Katzrin
Photo: Effi Shrir
Olives
Photo: Tze'ela Rubinstein
Wine from Ramat Hagolan
With the recent opening of the Golan Olive Oil Mill and the Golan Magic Visitor’s Center, there is now even more to see in Katzrin, the so-called “Capital of the Golan”. The two new tourist attractions are located in the city’s industrial zone, near the Golan Wineries and the Mei Eden mineral water bottling plant, both of which have visitor’s centers of their own.
Golan Magic has a new, giant 180 degree screen with a film that presents the area’s fauna, flora, and settlement history. A large three-dimensional model displays the Golan’s topography, communities and nature reserves.
The spacious and airy Golan Olive Oil Mill and Visitor’s Center is a charming building built of basalt stone with wide arches. Set among scattered olive trees sits a hefty olive-pressing stone, a reproduction of a crusher and squeezer, and other artifacts.
Avner Talmon, the mill’s owner, reports that the site’s design was chiefly influenced by the architecture of antique Golan synagogues. Specifically, the broad arches at the entrance were inspired by the imposing structure in Umm El-Kanatir, today known as “Rechavam’s Arches”.
During the olive-harvest season (which begins in October), visitors can watch as olive oil is produced. The entire process, from crushing to bottling, is open to the public, and eventually, tourists will even be able to participate in the harvest itself.
An on-site shop sells the finished products. The site yields approximately 50 tons of olive oil, which is also sold in regional stores throughout the Golan; around 15 tons are designated for export.
Different olive varieties
Today, most Israeli olive presses concentrate on producing oils based on different olive varieties. Since Golan Olive Oil receives olives from seven different growers, extending from the northern Kinneret to the southern Golan, the oil is produced based on flavors, rather than olive varieties.
The taste of the oil changes throughout the harvest season; oil produced from the first olives tends to be dark, with a deep aroma, but the last oil is more delicate, European, favored by chefs, and appropriate for every type of food.

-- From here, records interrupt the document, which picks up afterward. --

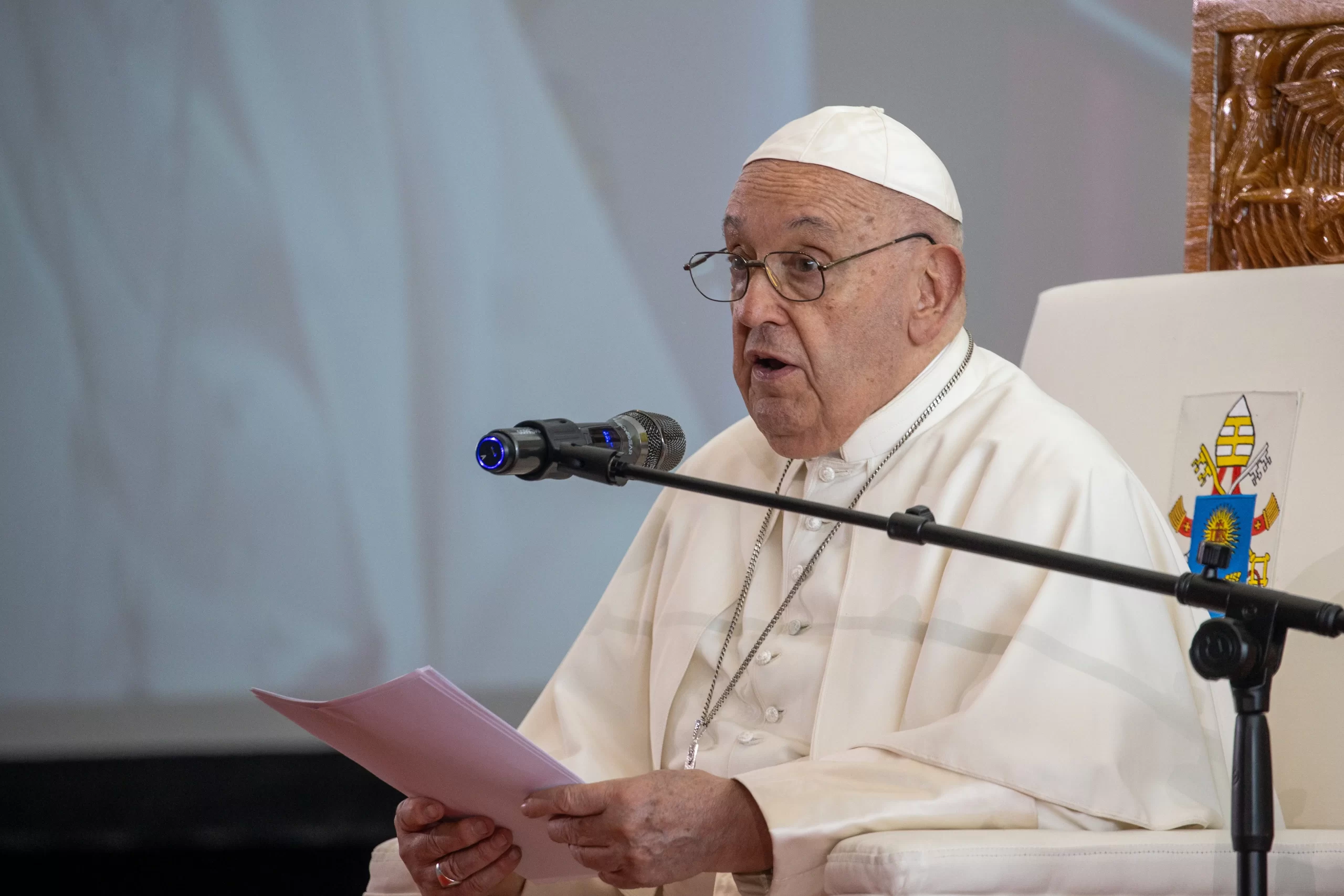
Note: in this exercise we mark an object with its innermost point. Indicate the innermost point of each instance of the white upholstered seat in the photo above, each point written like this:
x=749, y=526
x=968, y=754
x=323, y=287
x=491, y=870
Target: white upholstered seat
x=1122, y=354
x=1128, y=863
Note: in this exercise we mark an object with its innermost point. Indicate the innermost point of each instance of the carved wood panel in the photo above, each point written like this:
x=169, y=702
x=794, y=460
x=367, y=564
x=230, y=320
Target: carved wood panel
x=1266, y=160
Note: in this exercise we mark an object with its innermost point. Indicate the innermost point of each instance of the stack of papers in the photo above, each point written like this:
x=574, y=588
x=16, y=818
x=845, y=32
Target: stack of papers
x=426, y=738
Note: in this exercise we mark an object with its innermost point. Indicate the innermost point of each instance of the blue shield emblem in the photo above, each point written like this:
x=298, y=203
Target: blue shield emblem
x=1227, y=519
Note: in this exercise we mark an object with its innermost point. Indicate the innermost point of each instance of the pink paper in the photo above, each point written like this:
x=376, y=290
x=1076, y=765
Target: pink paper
x=425, y=736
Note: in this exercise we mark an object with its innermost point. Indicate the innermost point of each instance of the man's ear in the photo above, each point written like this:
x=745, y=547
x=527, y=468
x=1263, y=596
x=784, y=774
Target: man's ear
x=941, y=287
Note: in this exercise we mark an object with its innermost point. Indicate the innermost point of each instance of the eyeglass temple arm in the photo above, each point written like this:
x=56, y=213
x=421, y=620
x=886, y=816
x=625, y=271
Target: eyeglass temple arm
x=901, y=239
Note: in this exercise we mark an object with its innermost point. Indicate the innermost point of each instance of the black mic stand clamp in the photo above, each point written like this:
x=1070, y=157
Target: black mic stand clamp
x=1246, y=648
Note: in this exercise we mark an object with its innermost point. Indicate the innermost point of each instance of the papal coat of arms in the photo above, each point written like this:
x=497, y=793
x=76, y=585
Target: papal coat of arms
x=1232, y=467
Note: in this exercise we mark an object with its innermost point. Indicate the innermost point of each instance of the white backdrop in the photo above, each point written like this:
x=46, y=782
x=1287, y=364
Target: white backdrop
x=269, y=270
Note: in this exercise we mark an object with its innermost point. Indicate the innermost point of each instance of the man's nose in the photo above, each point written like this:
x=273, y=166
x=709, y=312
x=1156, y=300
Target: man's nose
x=761, y=304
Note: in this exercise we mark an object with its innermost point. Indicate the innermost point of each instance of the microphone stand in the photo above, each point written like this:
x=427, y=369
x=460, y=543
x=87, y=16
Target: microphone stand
x=1245, y=645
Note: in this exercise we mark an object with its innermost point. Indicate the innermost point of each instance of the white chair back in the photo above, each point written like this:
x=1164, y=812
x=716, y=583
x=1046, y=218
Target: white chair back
x=1122, y=354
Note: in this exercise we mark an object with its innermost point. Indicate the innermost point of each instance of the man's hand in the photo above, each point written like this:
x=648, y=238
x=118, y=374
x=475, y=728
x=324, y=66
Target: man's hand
x=658, y=828
x=472, y=851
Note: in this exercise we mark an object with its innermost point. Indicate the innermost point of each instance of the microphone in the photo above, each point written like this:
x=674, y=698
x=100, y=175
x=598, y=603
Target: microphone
x=531, y=450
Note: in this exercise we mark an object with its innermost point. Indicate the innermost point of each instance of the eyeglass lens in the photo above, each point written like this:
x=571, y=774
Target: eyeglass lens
x=722, y=277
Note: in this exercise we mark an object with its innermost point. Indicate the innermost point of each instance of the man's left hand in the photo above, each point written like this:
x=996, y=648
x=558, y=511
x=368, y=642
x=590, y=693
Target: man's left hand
x=658, y=828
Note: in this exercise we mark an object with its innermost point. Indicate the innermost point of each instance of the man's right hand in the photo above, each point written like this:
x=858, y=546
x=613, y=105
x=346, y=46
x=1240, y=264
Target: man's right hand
x=471, y=851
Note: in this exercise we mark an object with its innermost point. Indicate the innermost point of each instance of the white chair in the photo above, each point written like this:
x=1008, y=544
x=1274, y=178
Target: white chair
x=1122, y=354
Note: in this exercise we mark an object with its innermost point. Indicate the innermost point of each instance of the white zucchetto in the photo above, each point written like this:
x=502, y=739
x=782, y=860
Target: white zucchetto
x=866, y=143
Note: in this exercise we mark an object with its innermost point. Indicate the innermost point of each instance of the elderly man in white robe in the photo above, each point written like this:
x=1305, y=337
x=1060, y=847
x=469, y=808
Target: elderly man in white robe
x=756, y=687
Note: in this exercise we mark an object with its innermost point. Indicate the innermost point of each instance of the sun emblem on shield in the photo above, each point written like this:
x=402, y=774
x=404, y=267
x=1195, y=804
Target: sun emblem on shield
x=1223, y=525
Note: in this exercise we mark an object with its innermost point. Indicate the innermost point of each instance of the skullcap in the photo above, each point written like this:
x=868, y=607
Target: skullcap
x=866, y=143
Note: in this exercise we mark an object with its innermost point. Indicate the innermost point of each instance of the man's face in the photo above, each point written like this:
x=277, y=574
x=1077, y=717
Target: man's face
x=811, y=373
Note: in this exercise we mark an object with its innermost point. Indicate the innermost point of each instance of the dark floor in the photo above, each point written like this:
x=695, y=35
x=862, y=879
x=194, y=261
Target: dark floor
x=202, y=825
x=340, y=871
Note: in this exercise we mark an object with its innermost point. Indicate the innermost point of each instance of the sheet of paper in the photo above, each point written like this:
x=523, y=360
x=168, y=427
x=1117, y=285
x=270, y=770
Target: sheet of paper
x=426, y=738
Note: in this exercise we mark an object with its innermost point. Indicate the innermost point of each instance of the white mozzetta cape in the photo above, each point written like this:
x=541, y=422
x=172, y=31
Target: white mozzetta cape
x=958, y=688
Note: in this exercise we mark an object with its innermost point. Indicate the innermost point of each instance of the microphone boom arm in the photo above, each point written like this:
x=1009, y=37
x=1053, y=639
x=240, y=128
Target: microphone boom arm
x=918, y=527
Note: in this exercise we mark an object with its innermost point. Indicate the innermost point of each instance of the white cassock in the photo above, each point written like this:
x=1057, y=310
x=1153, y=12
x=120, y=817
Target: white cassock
x=906, y=687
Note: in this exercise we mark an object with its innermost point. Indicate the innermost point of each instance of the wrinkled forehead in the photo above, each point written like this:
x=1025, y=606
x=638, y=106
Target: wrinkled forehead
x=773, y=195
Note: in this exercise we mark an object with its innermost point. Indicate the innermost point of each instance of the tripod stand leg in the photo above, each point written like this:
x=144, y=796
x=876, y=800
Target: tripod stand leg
x=1253, y=873
x=1253, y=804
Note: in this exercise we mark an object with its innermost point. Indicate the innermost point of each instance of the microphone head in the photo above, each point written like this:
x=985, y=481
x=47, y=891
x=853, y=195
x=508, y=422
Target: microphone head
x=666, y=440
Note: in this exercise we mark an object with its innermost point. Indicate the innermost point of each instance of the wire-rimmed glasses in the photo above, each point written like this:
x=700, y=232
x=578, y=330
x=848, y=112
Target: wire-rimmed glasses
x=722, y=276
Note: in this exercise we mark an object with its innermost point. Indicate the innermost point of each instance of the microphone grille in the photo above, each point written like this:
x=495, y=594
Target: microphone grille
x=667, y=441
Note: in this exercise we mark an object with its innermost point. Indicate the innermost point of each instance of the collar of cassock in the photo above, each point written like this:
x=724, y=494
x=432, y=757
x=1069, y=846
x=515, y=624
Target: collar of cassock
x=877, y=434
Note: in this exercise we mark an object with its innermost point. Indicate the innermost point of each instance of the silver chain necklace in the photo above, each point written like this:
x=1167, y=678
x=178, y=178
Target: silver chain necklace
x=709, y=712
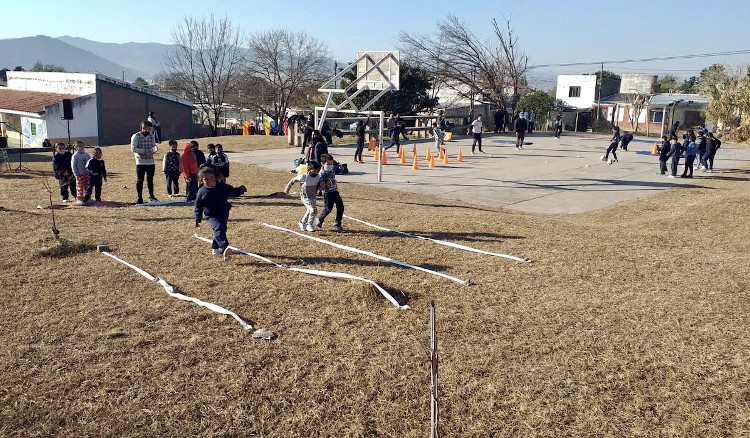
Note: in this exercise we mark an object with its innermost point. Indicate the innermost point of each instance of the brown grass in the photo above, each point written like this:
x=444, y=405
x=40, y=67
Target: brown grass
x=631, y=321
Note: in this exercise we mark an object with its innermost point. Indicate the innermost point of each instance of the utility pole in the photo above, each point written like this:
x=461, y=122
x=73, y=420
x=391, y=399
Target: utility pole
x=599, y=99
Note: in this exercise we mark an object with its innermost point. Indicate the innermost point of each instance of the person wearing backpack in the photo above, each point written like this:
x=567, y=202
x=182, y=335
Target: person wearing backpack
x=712, y=145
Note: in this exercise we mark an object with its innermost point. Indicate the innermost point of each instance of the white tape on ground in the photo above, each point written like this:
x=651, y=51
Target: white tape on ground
x=368, y=253
x=170, y=290
x=441, y=242
x=329, y=274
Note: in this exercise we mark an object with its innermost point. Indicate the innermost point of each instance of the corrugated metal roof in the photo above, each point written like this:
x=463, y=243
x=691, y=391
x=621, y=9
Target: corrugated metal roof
x=29, y=101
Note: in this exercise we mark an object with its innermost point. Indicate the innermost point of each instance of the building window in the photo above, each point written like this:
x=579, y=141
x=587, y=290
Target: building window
x=655, y=116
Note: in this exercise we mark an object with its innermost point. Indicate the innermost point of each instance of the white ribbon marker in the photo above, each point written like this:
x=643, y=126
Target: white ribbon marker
x=328, y=274
x=368, y=253
x=170, y=290
x=441, y=242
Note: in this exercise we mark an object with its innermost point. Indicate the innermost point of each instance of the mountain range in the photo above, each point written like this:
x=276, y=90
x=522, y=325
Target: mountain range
x=126, y=61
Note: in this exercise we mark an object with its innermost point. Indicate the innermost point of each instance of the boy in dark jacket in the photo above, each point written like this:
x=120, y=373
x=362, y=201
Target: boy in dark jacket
x=63, y=171
x=666, y=147
x=172, y=169
x=212, y=202
x=97, y=172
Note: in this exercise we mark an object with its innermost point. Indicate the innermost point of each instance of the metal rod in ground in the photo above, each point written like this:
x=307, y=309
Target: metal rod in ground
x=433, y=374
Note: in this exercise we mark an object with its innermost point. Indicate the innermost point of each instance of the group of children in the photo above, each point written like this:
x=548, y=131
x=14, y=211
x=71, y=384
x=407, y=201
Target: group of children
x=703, y=145
x=79, y=173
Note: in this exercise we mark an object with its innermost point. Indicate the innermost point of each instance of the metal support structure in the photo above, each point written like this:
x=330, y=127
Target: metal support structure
x=361, y=82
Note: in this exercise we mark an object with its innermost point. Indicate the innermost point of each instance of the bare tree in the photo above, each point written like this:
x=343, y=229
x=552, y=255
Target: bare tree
x=284, y=69
x=473, y=69
x=206, y=61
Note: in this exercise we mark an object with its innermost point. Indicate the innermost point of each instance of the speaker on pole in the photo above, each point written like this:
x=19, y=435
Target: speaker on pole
x=66, y=108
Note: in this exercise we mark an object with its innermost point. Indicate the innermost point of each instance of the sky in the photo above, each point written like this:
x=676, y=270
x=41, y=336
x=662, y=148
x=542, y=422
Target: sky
x=550, y=32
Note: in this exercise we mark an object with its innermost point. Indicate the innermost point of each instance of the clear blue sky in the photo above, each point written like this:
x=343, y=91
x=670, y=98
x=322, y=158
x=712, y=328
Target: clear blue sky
x=551, y=32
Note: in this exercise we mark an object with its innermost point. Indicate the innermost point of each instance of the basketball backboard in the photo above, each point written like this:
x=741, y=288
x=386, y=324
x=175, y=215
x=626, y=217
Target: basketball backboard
x=378, y=70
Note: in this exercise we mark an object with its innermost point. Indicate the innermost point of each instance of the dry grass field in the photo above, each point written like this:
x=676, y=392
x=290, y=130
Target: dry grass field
x=630, y=321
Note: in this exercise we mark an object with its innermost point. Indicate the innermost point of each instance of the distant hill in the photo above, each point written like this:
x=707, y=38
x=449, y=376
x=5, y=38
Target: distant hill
x=26, y=51
x=146, y=57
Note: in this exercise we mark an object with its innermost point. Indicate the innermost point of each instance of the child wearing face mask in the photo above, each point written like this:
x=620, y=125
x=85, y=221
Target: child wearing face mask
x=309, y=184
x=211, y=201
x=331, y=194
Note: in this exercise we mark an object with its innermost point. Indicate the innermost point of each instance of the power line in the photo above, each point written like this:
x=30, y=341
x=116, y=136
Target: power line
x=663, y=58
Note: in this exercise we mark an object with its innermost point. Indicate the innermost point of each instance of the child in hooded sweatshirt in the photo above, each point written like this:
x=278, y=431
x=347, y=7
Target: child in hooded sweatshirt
x=172, y=167
x=189, y=172
x=308, y=189
x=211, y=201
x=78, y=163
x=61, y=167
x=97, y=172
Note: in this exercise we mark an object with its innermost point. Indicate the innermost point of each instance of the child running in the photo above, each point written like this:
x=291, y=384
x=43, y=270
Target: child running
x=212, y=202
x=172, y=168
x=331, y=194
x=78, y=163
x=308, y=188
x=97, y=172
x=61, y=167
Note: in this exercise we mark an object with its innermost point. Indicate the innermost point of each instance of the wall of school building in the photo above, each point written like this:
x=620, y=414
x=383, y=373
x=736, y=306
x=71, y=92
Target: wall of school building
x=83, y=127
x=123, y=110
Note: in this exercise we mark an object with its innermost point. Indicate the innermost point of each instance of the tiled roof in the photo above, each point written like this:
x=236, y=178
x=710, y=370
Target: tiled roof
x=29, y=101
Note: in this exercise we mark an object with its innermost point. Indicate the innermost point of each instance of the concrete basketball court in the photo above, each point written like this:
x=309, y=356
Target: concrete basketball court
x=549, y=175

Golan Olive Oil produces three basic flavors of olive oil: Beth Saida, Kursi, and Tabha. Beth Saida is based on classic Israeli cultivars, such as Syrian, Menselino, and Nevali, and enhanced by a bit of Italian. This oil is derived from the early harvest. Kursi is produced from more European cultivars, such as Picholine and Leccino, and is squeezed at the end of the season, when the olives are black.
Tabha, the third flavor, which is also comprised of several varieties, is unique in that the olive pits are removed at the start of the process. Consequently, Tabha oil is more expensive than the other oils, which cost around 50 shekels for a 750 ml bottle.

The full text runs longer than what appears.